Crawl Across the Ocean

Friday, February 22, 2008

Good Reporting

Here's a link to an excellent article in the Globe and Mail which provides some insight into the interaction between organizational culture, mathematical modelling and risk taking at financial institutions. In case you are interested in that kind of thing.

A few quotes since it will be paywalled soon enough:

"In all financial institutions, there is a daily battle between the risk takers and the risk managers. The takers push for bigger positions to make bigger profits, while the managers push for prudence and caution.

But as their warnings of potential loss were proved false each day by the soaring financial markets, many risk managers lost the ear of management teams focused on the vast profits generated by the people in the business of creating the structures. That led banks to take bigger and bigger bets."


"But some of the fault also lies with risk managers who relied too much on their tools, the statistical models, which were rapidly eclipsed by the rapid innovation in financial markets that begat complicated structures such as CDOs, so-called CDO squareds and structured investment vehicles (SIVs).

“Risk management tools are blunt instruments, which calls for prudence,” said Louis Gagnon, a former Royal Bank of Canada risk-management executive who now teaches business at Queen's University. “If you know you are driving your car on a foggy evening, you are supposed to go easy on the gas, but it's not necessarily what happens.”"


"Along with correlation, another term has come to haunt risk managers: “tail risk.”

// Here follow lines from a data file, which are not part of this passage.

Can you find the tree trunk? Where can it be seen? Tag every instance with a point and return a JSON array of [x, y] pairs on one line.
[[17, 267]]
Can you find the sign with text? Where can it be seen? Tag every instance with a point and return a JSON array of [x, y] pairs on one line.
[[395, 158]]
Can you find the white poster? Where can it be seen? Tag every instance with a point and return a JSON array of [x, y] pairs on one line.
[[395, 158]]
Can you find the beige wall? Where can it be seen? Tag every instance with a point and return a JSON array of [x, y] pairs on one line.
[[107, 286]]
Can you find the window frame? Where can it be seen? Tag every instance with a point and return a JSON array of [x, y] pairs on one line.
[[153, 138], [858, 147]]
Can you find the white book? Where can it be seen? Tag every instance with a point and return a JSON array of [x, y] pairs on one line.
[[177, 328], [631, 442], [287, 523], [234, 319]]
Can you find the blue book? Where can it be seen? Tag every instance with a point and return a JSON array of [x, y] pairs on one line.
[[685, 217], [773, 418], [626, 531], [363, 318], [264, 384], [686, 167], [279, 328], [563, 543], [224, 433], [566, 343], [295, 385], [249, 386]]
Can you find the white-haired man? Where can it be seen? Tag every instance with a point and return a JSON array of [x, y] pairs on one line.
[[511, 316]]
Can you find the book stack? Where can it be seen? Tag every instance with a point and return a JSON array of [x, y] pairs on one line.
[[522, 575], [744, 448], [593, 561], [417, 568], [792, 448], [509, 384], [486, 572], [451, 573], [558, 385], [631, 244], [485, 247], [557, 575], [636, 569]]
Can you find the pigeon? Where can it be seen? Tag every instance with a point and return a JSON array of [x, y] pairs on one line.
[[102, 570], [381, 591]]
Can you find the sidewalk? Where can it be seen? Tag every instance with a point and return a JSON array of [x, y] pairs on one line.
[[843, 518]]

It's an odd name for the statistical chance that returns on any given investment will fall outside the normal probability of events. (When plotted on a graph, the statistically probable events are grouped in a bell curve, but there's a long tail of improbable events that trails off to one side, hence the name.)

In other words, most of the times markets behave normally. But every so often they don't. Those abnormal events fall in the “tail” of the risk curve.

Many risk managers, especially those at banks, use the normal probability concept to develop a yardstick called Value-at-Risk (VaR), which measures the amount a position taken by traders could lose on any statistically “normal” day. Normal is defined as a move of less than three standard deviations from the mean, and the assumption is that normalcy will reign for all but one day in a hundred, or even a thousand. That's when the tail comes into play.

Most banks look back three or four years to determine the likelihood of loss – meaning that just before last summer's blowup they were looking only at years of unnatural calm. Markets fooled the models.

“The tail events happen far more often than we would predict,” Mr. Gagnon said. “But what are the predictions based upon? The normal distribution of events.”

As a result, VaR failed investors. For example, CIBC had a daily VaR in the third quarter of 2007 that averaged $9.9-million, according to the bank's quarterly investor presentations. Yet three times in that quarter, as the credit crunch picked up steam and the bank booked writedowns, it lost more than that in a single day, including one loss of $120-million."